Solution Approach 2:
The patent implements feedback by continuously comparing the driver attention level from the DAW system with the prediction from the neural network. When discrepancies are detected beyond a predetermined threshold, the system adjusts the threshold level accordingly. This feedback mechanism enables the system to learn from actual driver behavior and improve warning accuracy while maintaining ease of operation through automated adjustment.
2Measurement precision
If the threshold level is adjusted frequently to improve accuracy, then the measurement precision improves, but the system stability deteriorates
Solution Approach 1:
The patent applies beforehand cushioning by setting predetermined conditions that must be met before threshold adjustment occurs. The system requires that the difference between DAW output and neural network prediction exceeds a predetermined threshold value, and this condition must be satisfied for a predetermined period or number of times before adjustment. This cushioning mechanism prevents premature or excessive adjustments, ensuring system stability while still improving accuracy when truly necessary.
3Measurement precision
If a neural network is trained with all available driving data, then the neural network accuracy improves, but the training time and computational resources increase
Solution Approach 1:
The patent applies partial action by training the neural network iteratively with subsets of driving data rather than requiring all data at once. The system uses available driving data to train the neural network progressively, updating the model with new data as it becomes available.

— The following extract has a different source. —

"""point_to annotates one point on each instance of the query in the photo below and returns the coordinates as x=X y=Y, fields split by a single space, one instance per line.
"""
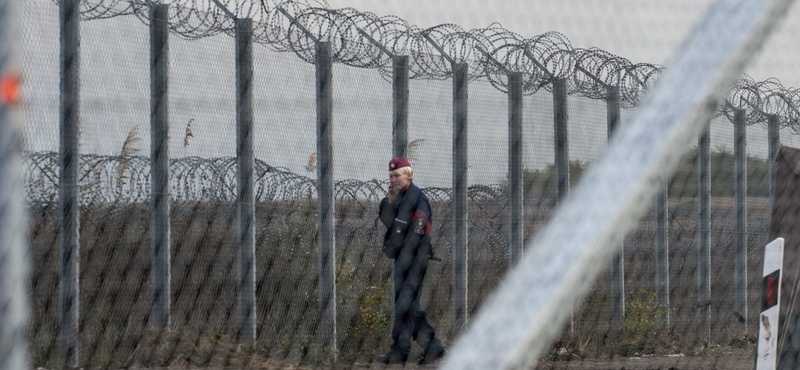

This approach achieves good accuracy with reasonable training time by processing data in manageable portions rather than requiring complete datasets.
Data Source
AI summary
Provided is a vehicle, including: a user interface; a driver attention warning (DAW) system configured to determine a first driver attention level based on driving data, and when the first driver attention level is less than or equal to a threshold level, control the user interface to output a warning; and a controller configured to determine a second driver attention level based on an output of a neural network on driving data, compare the first driver attention level and the second driver attention level at predetermined periods, and when a number of times that a difference between the first driver attention level and the second driver attention level is greater than or equal to a predetermined value is greater than or equal to a predetermined number of times, adjust the threshold level in a decreasing direction. The neural network is configured to be trained with driving data.